The new government reflects an uneasy truce between the Liberals and Social Democrats.

Romanian parliament elects Nicolae Ciucă as prime minister

Nicolae Ciucă became Romania’s prime minister on Thursday following a coalition agreement with former rivals in the center-left Social Democratic Party (PSD).

Ciucă will lead a cabinet with eight ministers from his own center-right National Liberal Party (PNL), plus nine PSD members and three from the ethnic Hungarian UDMR group. UDMR leader Hunor Kelemen will be deputy prime minister.

The final tally of Thursday’s vote was 318 MPs in favor and 126 against.

The alliance between the former rivals — who clashed in the 2019 general election amid accusations of corruption — sits uneasily with many liberal MPs.

But Ciucă, in a bid to reassure the parliament ahead of the vote, said that “above any ego and any political adversity, there is the interest of Romanians.”

The new government, which will be sworn in later Thursday and aims to start work this week, will have to tackle the pandemic’s disastrous course in the country and rising inflation. It’ll also seek to implement the reforms demanded by the European Commission under the coronavirus recovery fund. Romania is set to receive the first tranche from roughly €30 billion in grants and loans from the EU in the coming weeks.

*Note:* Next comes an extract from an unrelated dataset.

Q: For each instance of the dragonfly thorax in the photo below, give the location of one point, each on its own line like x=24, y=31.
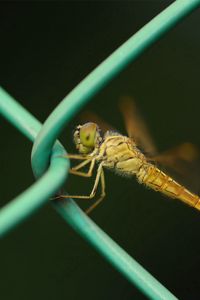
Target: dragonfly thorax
x=87, y=137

For more polling data from across Europe visit Poll of Polls.

Ciucă’s position has an expiry date, as he is due to switch places with a PSD nominee in 2023 through an agreed “rotation” system.

However, the potential longevity of the alliance has been questioned by many, including PSD leader Marcel Ciolacu, who told media that it is expected to last “at least a year.”

Ciucă’s parliamentary approval was expected thanks to the PNL switching sides over to the PSD after the collapse of a center-right coalition in September with the Union to Save Romania (USR), now in the opposition. Ciucă abandoned an earlier attempt this month to form a minority PNL government due to lack of support from MPs.

The new coalition represents a U-turn for the center-left PSD as well, which had called for early elections before agreeing to join the administration. As the biggest party in parliament, it will control the most powerful departments, including finance, labor, defense, agriculture and transport.

“PSD had to make a choice: Will we continue to criticize an inefficient government? Or will we use our skill and expertise to immediately stop the collapse, to be on the side of Romanians and the country?” Ciolacu asked MPs ahead of the vote. “We accepted this challenge now because the PSD never runs away from responsibility.”